The journey there didn't help. Small, winding roads taken at high speed by an aggresive Cornish driver. I believe I may have set some kind've world record, "fastest vomit ever" at 60 mph. Apparently my preparation was very grim - Face changes colour, glasses off, window down, blech. A moment which has been likened to the armament scene from The Iliad. What helped even less was "Nice" James leaning out of the passenger seat window cheering while my sick splattered off the car. Thanks, you bastard.
Still, got 'em back...I found the large gob of snot/vomit stuck to the rear lights hilarious, as I was the only one with an empty stomach.
You think it ends here? Thats what I thought.
So we climb this mountain type thing. Its hot, and steep, and we all get very thirsty. Hint for the future, kids: don't drink lots of water on an empty stomach. Before too long, I'm feeling pretty bad again. Throwing up pure liquid is rather difficult, due to that "gravity" thing they tell us about occasionally. So here we find ourselves, the lads trying (and failing) to not laugh, and myself spasming "Like you were being electrocuted, or shot, or something." Cue yellow water shooting out of my mouth in a torrent - Apparently, it pushed the grass down and could be heard from a distance. Apparently, a woman walked up with a camera to take a photo of the (admittedly lovely) Welsh vista in front of us, took one look at your death-spasming narrator, then turned around and went back down. Truly, never have I hurled up my guts in a more lovely place.

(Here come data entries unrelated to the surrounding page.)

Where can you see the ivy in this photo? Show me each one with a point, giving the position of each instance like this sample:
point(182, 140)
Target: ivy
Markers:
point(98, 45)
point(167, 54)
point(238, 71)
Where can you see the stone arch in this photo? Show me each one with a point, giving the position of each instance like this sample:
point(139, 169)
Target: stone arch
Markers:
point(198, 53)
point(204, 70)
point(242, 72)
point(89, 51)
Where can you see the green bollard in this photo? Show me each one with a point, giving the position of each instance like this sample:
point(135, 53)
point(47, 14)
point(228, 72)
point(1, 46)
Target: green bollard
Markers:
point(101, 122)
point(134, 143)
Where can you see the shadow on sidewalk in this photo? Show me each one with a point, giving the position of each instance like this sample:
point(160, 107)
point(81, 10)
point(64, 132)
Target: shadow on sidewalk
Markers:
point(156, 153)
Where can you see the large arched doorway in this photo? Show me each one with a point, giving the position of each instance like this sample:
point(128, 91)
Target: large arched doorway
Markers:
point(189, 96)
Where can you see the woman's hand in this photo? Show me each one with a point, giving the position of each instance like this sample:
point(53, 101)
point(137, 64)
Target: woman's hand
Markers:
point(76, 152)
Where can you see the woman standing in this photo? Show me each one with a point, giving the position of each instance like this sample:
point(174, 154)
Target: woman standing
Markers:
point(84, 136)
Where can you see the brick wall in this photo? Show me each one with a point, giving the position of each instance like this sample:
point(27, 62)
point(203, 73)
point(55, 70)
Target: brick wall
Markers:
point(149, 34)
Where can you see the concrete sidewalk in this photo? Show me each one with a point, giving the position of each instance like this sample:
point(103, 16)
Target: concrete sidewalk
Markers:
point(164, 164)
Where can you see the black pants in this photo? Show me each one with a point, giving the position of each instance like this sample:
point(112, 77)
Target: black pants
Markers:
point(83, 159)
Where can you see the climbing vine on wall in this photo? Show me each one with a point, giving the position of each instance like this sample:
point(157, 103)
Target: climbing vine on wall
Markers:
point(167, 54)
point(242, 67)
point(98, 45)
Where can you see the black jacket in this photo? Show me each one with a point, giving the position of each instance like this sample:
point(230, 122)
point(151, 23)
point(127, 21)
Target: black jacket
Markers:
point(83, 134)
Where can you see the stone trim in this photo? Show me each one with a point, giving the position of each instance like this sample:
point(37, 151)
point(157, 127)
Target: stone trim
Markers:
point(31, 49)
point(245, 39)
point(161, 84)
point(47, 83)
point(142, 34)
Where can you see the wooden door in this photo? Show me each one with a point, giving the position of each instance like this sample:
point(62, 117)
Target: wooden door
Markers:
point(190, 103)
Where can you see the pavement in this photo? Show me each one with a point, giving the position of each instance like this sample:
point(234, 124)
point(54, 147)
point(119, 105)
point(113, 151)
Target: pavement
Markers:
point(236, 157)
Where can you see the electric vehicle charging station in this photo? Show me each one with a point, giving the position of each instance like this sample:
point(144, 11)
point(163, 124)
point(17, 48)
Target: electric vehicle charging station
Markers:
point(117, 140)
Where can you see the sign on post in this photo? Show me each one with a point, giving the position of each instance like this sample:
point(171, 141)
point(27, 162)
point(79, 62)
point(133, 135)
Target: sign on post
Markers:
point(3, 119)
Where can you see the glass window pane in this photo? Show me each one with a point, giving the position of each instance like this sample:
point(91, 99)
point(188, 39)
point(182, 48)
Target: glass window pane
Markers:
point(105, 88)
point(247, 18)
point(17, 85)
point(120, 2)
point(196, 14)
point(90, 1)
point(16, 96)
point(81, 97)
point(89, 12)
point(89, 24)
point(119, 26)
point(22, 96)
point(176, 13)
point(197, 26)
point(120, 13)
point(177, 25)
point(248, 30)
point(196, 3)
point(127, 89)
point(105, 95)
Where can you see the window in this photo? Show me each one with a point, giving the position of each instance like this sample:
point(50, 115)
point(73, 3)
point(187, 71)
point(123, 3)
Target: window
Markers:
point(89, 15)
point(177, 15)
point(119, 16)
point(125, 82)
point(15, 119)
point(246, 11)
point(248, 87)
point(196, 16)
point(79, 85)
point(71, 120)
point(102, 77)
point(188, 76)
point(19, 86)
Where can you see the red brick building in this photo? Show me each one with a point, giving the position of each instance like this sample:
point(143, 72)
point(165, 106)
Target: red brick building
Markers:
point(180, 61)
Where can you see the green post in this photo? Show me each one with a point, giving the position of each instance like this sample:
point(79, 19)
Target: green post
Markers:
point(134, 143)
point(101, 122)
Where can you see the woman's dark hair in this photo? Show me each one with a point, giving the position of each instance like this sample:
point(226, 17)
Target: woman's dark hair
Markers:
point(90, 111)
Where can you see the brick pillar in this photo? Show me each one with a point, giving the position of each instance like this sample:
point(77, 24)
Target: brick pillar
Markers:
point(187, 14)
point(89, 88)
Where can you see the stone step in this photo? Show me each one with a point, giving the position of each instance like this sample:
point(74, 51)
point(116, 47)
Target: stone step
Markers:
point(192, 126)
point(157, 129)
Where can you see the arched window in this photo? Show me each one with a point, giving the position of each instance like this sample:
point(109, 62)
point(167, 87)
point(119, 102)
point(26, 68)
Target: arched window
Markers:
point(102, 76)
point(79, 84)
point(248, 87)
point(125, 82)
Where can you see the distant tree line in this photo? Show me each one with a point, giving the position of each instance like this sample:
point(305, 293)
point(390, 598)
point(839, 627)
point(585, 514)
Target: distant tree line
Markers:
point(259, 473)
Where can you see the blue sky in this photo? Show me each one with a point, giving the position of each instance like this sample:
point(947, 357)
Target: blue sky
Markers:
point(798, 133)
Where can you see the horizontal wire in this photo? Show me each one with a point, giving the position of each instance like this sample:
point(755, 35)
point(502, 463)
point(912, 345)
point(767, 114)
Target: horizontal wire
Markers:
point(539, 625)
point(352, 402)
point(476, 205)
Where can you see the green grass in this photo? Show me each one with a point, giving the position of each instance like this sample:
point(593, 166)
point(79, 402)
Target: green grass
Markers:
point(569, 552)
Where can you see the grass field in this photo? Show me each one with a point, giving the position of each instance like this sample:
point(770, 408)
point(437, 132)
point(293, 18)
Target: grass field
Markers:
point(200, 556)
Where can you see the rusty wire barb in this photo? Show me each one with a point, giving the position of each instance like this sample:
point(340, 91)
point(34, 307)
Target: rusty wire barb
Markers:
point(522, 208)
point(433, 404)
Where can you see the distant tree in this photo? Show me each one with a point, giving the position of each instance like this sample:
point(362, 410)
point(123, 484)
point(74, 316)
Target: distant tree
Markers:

Still not over I'm afraid. Have you ever tried walking for hours without any stamina? I hadn't slept for very long, I hadn't eaten anything and I had the hangover exhaustion. And we weren't even halfway up yet. Truly, walking around that ridgeline, I have never come so close to wishing for death. We were maybe three quarters of the way around, past the steep and difficult parts, when the hangover broke and I could eat again. I think I saw the face of God.
Sorry about length, but this mountain changed me forever, forging the weak iron of Cheesecake into the solid steel blade of Cheesecake+. This is no longer Cader Idris to me, but some kind of God-sent trial to burn the impurities from our very souls.